🤖 AI Summary
To address the weak cross-model transferability of adversarial examples in black-box settings, this paper proposes, for the first time, a Bayesian randomization framework jointly modeling the input space and model parameter space. Our method co-designs input posterior approximations and parameter priors, integrating variational inference with stochastic adversarial optimization, while implicitly encouraging joint flat minima in the parameter–input space—thereby significantly enhancing transfer generalization. Crucially, the approach requires no access to or fine-tuning of the target model. Evaluated on ImageNet and CIFAR-10, it achieves transfer attack success rates that surpass the ICLR baseline by 19.14% and 2.08%, respectively, establishing new state-of-the-art performance.
📝 Abstract
This paper presents a substantial extension of our work published at ICLR. Our ICLR work advocated for enhancing transferability in adversarial examples by incorporating a Bayesian formulation into model parameters, which effectively emulates the ensemble of infinitely many deep neural networks, while, in this paper, we introduce a novel extension by incorporating the Bayesian formulation into the model input as well, enabling the joint diversification of both the model input and model parameters. Our empirical findings demonstrate that: 1) the combination of Bayesian formulations for both the model input and model parameters yields significant improvements in transferability; 2) by introducing advanced approximations of the posterior distribution over the model input, adversarial transferability achieves further enhancement, surpassing all state-of-the-arts when attacking without model fine-tuning.
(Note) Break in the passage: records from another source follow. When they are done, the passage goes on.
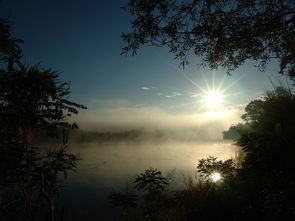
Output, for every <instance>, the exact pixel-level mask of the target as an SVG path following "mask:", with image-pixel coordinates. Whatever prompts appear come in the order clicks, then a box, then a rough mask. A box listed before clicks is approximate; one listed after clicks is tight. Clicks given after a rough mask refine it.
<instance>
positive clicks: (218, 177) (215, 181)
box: [211, 173, 221, 182]
mask: <svg viewBox="0 0 295 221" xmlns="http://www.w3.org/2000/svg"><path fill="white" fill-rule="evenodd" d="M211 179H212V180H213V181H214V182H218V181H219V180H220V179H221V174H220V173H213V174H212V175H211Z"/></svg>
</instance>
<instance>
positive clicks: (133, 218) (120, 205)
mask: <svg viewBox="0 0 295 221" xmlns="http://www.w3.org/2000/svg"><path fill="white" fill-rule="evenodd" d="M245 110H246V113H245V114H244V115H243V116H242V118H243V120H244V121H245V124H244V126H243V130H239V131H238V132H237V133H238V138H237V139H236V141H235V142H236V144H237V145H239V146H241V147H242V150H243V153H244V156H243V158H240V159H236V160H233V159H229V160H226V161H221V160H218V159H217V158H214V157H208V158H206V159H202V160H200V161H199V163H198V166H197V168H196V169H197V171H198V174H199V177H198V180H196V181H194V180H193V179H189V182H188V183H187V188H186V189H183V190H171V189H169V184H170V183H171V179H172V177H173V176H172V174H168V176H163V175H162V173H161V172H160V171H158V170H157V169H153V168H149V169H147V170H146V171H145V172H143V173H142V174H139V175H136V177H135V178H134V181H133V183H134V190H136V191H134V190H127V191H123V192H112V193H111V194H110V196H109V200H110V203H111V204H112V205H113V206H114V207H121V208H122V219H126V220H198V219H206V220H215V219H219V220H251V219H254V220H294V218H295V203H294V199H295V191H294V190H295V175H294V170H293V164H294V163H293V161H294V155H295V139H294V131H295V118H294V116H293V113H294V111H295V94H294V93H293V92H292V91H290V90H288V89H284V88H281V87H279V88H276V89H275V90H274V91H271V92H268V93H267V94H266V95H265V96H264V97H262V98H260V99H257V100H254V101H251V102H250V103H249V104H248V105H247V106H246V109H245ZM214 173H219V174H220V175H221V179H220V180H218V181H214V180H213V179H212V175H213V174H214ZM139 192H140V193H139Z"/></svg>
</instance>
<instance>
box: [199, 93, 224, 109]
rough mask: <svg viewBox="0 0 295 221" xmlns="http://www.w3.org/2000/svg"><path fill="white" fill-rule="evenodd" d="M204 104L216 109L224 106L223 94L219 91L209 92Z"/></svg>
mask: <svg viewBox="0 0 295 221" xmlns="http://www.w3.org/2000/svg"><path fill="white" fill-rule="evenodd" d="M203 102H204V103H205V104H206V105H207V106H208V107H210V108H216V107H218V106H220V105H221V104H222V94H221V93H220V92H218V91H208V92H207V93H206V94H205V95H204V99H203Z"/></svg>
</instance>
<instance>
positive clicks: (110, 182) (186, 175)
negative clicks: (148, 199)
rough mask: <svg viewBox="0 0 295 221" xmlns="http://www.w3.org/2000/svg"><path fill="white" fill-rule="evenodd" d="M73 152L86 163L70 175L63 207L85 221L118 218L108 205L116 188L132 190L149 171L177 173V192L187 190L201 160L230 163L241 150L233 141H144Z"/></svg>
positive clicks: (83, 145)
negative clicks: (228, 162) (147, 169)
mask: <svg viewBox="0 0 295 221" xmlns="http://www.w3.org/2000/svg"><path fill="white" fill-rule="evenodd" d="M70 150H71V152H72V153H79V154H80V157H81V158H82V160H81V161H80V162H79V163H78V171H77V172H71V173H70V174H69V178H68V179H67V181H66V184H68V186H67V188H64V189H63V190H62V191H61V198H60V200H59V204H60V206H65V208H71V209H70V211H71V212H70V213H71V214H72V216H75V217H76V218H78V220H82V219H85V217H87V218H88V219H91V217H93V216H95V217H97V218H98V219H99V218H100V219H106V218H108V219H110V217H112V216H114V212H115V214H116V210H114V209H112V208H111V207H110V205H109V204H108V201H107V195H108V194H109V193H110V191H111V190H112V188H114V189H115V190H122V189H124V188H126V186H128V185H129V186H131V185H132V178H133V177H134V176H135V175H136V174H139V173H141V172H144V170H145V169H148V168H149V167H153V168H157V169H159V170H161V171H162V172H163V173H164V175H165V174H166V173H167V172H169V171H171V170H173V169H176V171H175V172H176V174H175V181H174V183H173V188H184V187H185V181H184V180H185V179H184V177H186V178H188V177H192V178H195V176H196V166H197V163H198V160H200V159H201V158H206V157H208V156H209V155H211V156H216V157H218V158H220V159H228V158H230V157H234V156H235V153H236V152H237V151H238V147H236V146H234V145H232V142H230V141H169V140H166V141H161V142H159V141H157V142H156V141H153V140H146V141H143V140H142V141H140V142H134V141H121V142H104V143H98V142H97V143H82V144H71V145H70ZM65 211H66V212H67V210H65ZM67 215H69V214H67ZM87 218H86V219H87Z"/></svg>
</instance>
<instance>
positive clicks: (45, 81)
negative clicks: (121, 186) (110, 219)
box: [0, 20, 86, 220]
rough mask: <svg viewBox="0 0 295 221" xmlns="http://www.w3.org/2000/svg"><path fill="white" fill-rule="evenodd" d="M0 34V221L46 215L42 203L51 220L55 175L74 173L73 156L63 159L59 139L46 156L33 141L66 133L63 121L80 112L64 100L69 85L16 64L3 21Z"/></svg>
mask: <svg viewBox="0 0 295 221" xmlns="http://www.w3.org/2000/svg"><path fill="white" fill-rule="evenodd" d="M0 30H1V32H0V62H1V65H0V67H1V68H0V119H1V120H0V138H1V139H0V188H1V195H0V216H1V220H19V219H20V217H23V218H24V219H26V220H36V219H38V216H40V215H43V216H44V215H45V214H46V212H45V210H44V208H43V209H42V205H44V203H42V202H44V201H45V202H47V203H48V205H49V214H48V216H49V217H50V219H51V220H53V201H52V196H53V195H54V194H56V193H57V192H58V182H57V181H58V174H59V173H60V172H63V173H64V175H65V176H66V172H67V170H74V169H75V167H76V163H77V160H78V156H76V155H73V154H69V153H67V151H66V146H65V144H66V142H67V139H66V134H65V133H64V139H63V144H62V145H61V147H60V148H58V149H56V150H53V151H49V152H48V153H47V154H41V149H40V147H38V146H36V145H35V144H34V143H33V138H34V136H38V133H39V132H40V131H41V130H49V129H52V128H58V127H60V128H61V129H62V130H63V131H64V132H65V131H66V130H67V129H68V128H72V125H70V124H69V123H68V122H67V120H68V119H69V117H70V116H71V115H72V114H77V113H78V109H85V108H86V107H85V106H83V105H80V104H77V103H74V102H71V101H70V100H68V96H69V93H70V91H69V84H68V83H66V82H62V81H60V80H59V78H58V73H57V72H56V71H53V70H51V69H41V68H40V67H39V66H29V65H27V64H24V63H23V62H22V60H21V58H22V50H21V49H20V47H19V45H18V43H20V42H21V40H17V39H14V38H12V37H11V35H10V26H9V25H8V23H6V22H5V21H4V20H0ZM43 152H44V151H43ZM42 212H43V214H41V213H42Z"/></svg>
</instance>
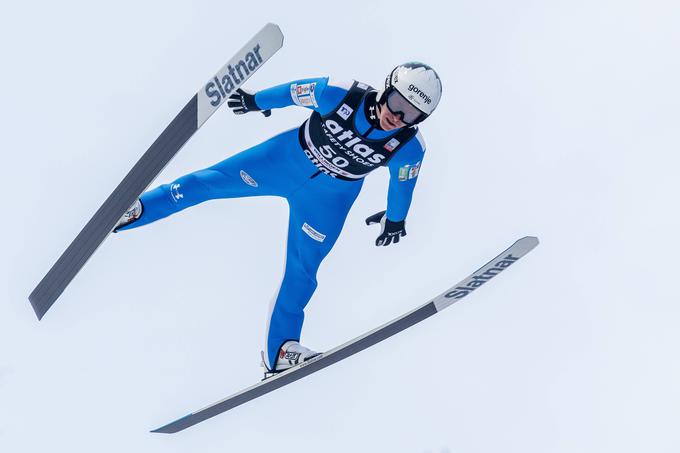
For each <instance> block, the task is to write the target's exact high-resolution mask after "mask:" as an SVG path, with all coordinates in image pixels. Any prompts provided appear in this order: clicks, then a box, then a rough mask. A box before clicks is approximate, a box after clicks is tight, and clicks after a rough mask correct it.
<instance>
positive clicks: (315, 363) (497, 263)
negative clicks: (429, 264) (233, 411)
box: [151, 236, 538, 433]
mask: <svg viewBox="0 0 680 453" xmlns="http://www.w3.org/2000/svg"><path fill="white" fill-rule="evenodd" d="M537 245H538V238H536V237H532V236H527V237H524V238H522V239H520V240H518V241H517V242H515V243H514V244H513V245H512V246H510V248H508V249H507V250H505V251H504V252H502V253H501V254H500V255H498V256H497V257H495V258H494V259H492V260H491V261H489V262H488V263H487V264H485V265H484V266H482V267H481V268H479V269H478V270H476V271H475V272H473V273H472V274H471V275H469V276H468V277H466V278H465V279H464V280H462V281H461V282H460V283H457V284H455V285H454V286H452V287H451V288H449V289H447V290H446V291H444V292H443V293H442V294H440V295H439V296H437V297H435V298H434V299H432V300H431V301H430V302H427V303H426V304H424V305H421V306H420V307H418V308H416V309H414V310H412V311H410V312H408V313H406V314H404V315H402V316H400V317H398V318H396V319H393V320H392V321H390V322H388V323H387V324H384V325H382V326H380V327H378V328H377V329H374V330H371V331H370V332H367V333H365V334H363V335H361V336H359V337H357V338H355V339H353V340H351V341H348V342H347V343H345V344H343V345H341V346H338V347H336V348H335V349H331V350H330V351H328V352H325V353H323V354H322V355H320V356H317V357H314V358H313V359H310V360H308V361H307V362H303V363H301V364H299V365H296V366H295V367H293V368H290V369H288V370H286V371H284V372H282V373H280V374H277V375H275V376H273V377H271V378H269V379H267V380H264V381H262V382H260V383H258V384H255V385H253V386H252V387H248V388H246V389H244V390H242V391H240V392H238V393H235V394H233V395H231V396H230V397H228V398H225V399H223V400H221V401H218V402H217V403H214V404H211V405H210V406H207V407H205V408H203V409H201V410H199V411H196V412H192V413H191V414H189V415H187V416H184V417H182V418H180V419H178V420H175V421H174V422H171V423H168V424H167V425H164V426H161V427H160V428H157V429H154V430H153V431H151V432H153V433H176V432H178V431H182V430H184V429H186V428H189V427H190V426H193V425H195V424H197V423H200V422H202V421H204V420H207V419H209V418H211V417H214V416H215V415H218V414H221V413H222V412H226V411H228V410H230V409H233V408H235V407H237V406H240V405H241V404H243V403H246V402H248V401H251V400H253V399H255V398H258V397H260V396H262V395H265V394H267V393H269V392H271V391H274V390H276V389H278V388H281V387H283V386H285V385H288V384H290V383H292V382H295V381H297V380H298V379H302V378H303V377H305V376H309V375H310V374H312V373H316V372H317V371H319V370H322V369H324V368H326V367H327V366H330V365H332V364H334V363H336V362H339V361H341V360H343V359H346V358H347V357H350V356H352V355H354V354H356V353H357V352H360V351H363V350H364V349H367V348H369V347H371V346H373V345H375V344H376V343H379V342H381V341H383V340H385V339H386V338H389V337H391V336H392V335H394V334H396V333H399V332H401V331H402V330H405V329H408V328H409V327H411V326H413V325H415V324H417V323H419V322H420V321H423V320H424V319H427V318H429V317H430V316H432V315H434V314H436V313H439V312H440V311H442V310H443V309H445V308H446V307H448V306H450V305H452V304H453V303H455V302H457V301H459V300H460V299H462V298H464V297H465V296H467V295H469V294H470V293H472V292H474V291H475V290H476V289H477V288H479V287H480V286H482V285H484V284H485V283H486V282H488V281H489V280H491V279H492V278H493V277H495V276H496V275H498V274H500V273H501V272H502V271H503V270H505V269H506V268H508V267H509V266H511V265H512V264H514V263H515V262H517V260H519V259H520V258H521V257H523V256H524V255H526V254H527V253H529V252H530V251H531V250H532V249H533V248H534V247H536V246H537Z"/></svg>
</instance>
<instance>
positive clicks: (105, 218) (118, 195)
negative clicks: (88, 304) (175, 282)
mask: <svg viewBox="0 0 680 453" xmlns="http://www.w3.org/2000/svg"><path fill="white" fill-rule="evenodd" d="M282 46H283V34H282V33H281V30H280V29H279V27H278V25H275V24H271V23H270V24H267V25H265V27H264V28H262V30H260V31H259V32H258V33H257V34H256V35H255V36H254V37H253V38H252V39H251V40H250V41H249V42H248V43H247V44H246V45H245V46H243V48H242V49H241V50H240V51H239V52H238V53H236V55H235V56H234V57H233V58H232V59H231V60H229V61H228V62H227V64H225V65H224V67H222V69H220V70H219V71H218V72H217V74H215V76H214V77H212V78H211V79H210V80H209V81H208V82H207V83H206V84H205V85H204V86H203V87H202V88H201V89H200V90H199V91H198V92H197V93H196V94H195V95H194V96H193V97H192V98H191V99H190V100H189V102H188V103H187V104H186V105H185V106H184V108H183V109H182V110H181V111H180V112H179V114H178V115H177V116H176V117H175V119H173V120H172V122H171V123H170V124H169V125H168V126H167V127H166V128H165V130H164V131H163V132H162V133H161V135H160V136H159V137H158V138H157V139H156V141H155V142H153V144H152V145H151V147H150V148H149V149H148V150H147V151H146V153H144V155H143V156H142V157H141V158H140V159H139V161H137V163H136V164H135V165H134V167H132V170H130V172H129V173H128V174H127V176H125V178H124V179H123V181H122V182H121V183H120V184H119V185H118V187H116V189H115V190H114V191H113V193H112V194H111V195H110V196H109V197H108V198H107V199H106V201H105V202H104V204H102V206H101V207H100V208H99V210H97V212H96V213H95V214H94V216H92V218H91V219H90V221H89V222H88V223H87V224H86V225H85V227H84V228H83V229H82V231H81V232H80V233H79V234H78V236H76V238H75V239H74V240H73V242H72V243H71V245H69V247H68V248H67V249H66V251H64V253H63V254H62V255H61V257H59V259H58V260H57V261H56V263H55V264H54V265H53V266H52V268H51V269H50V270H49V271H48V272H47V274H46V275H45V276H44V277H43V279H42V280H41V281H40V283H39V284H38V286H36V288H35V289H34V290H33V292H32V293H31V294H30V295H29V296H28V299H29V301H30V302H31V305H32V306H33V310H35V314H36V315H37V316H38V319H42V317H43V316H44V315H45V313H46V312H47V310H49V309H50V307H51V306H52V304H54V302H55V301H56V300H57V298H58V297H59V296H60V295H61V294H62V293H63V292H64V290H65V289H66V287H67V286H68V285H69V283H71V281H72V280H73V278H74V277H75V276H76V274H77V273H78V272H79V271H80V269H82V268H83V266H84V265H85V263H87V261H88V260H89V259H90V257H91V256H92V255H93V254H94V252H95V251H96V250H97V248H99V246H100V245H101V244H102V242H104V240H105V239H106V237H107V236H108V235H109V233H110V232H111V230H112V229H113V227H114V226H115V224H116V222H117V221H118V219H120V217H121V216H122V215H123V213H124V212H125V211H126V210H127V209H128V208H129V207H130V205H132V203H134V201H135V200H136V199H137V198H138V197H139V196H140V195H141V194H142V192H144V190H146V189H147V188H148V187H149V185H150V184H151V183H152V182H153V180H154V179H156V177H157V176H158V174H159V173H160V172H161V171H162V170H163V168H165V166H166V165H167V164H168V163H169V162H170V160H172V158H173V157H175V155H176V154H177V152H178V151H179V150H180V149H181V148H182V146H184V144H185V143H186V142H187V141H188V140H189V139H190V138H191V136H192V135H194V133H195V132H196V131H197V130H198V129H199V128H200V127H201V126H202V125H203V123H205V122H206V121H207V120H208V118H210V116H211V115H212V114H213V113H215V111H217V109H218V108H219V107H220V106H221V105H222V104H223V103H224V101H225V100H226V98H227V97H228V96H229V94H230V93H231V92H233V91H234V90H236V89H238V88H239V87H240V86H241V85H243V83H244V82H245V81H246V80H248V78H249V77H250V76H251V75H252V74H253V73H254V72H255V71H257V70H258V69H259V68H260V66H261V65H262V64H264V63H265V62H266V61H267V60H269V58H271V57H272V56H273V55H274V54H275V53H276V52H277V51H278V50H279V49H280V48H281V47H282Z"/></svg>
Moreover, we propose a principled approach to fine-tune model parameters in such an extended Bayesian formulation. The derived optimization objective inherently encourages flat minima in the parameter space and input space. Extensive experiments demonstrate that our method achieves a new state-of-the-art on transfer-based attacks, improving the average success rate on ImageNet and CIFAR-10 by 19.14% and 2.08%, respectively, when comparing with our ICLR basic Bayesian method. We will make our code publicly available.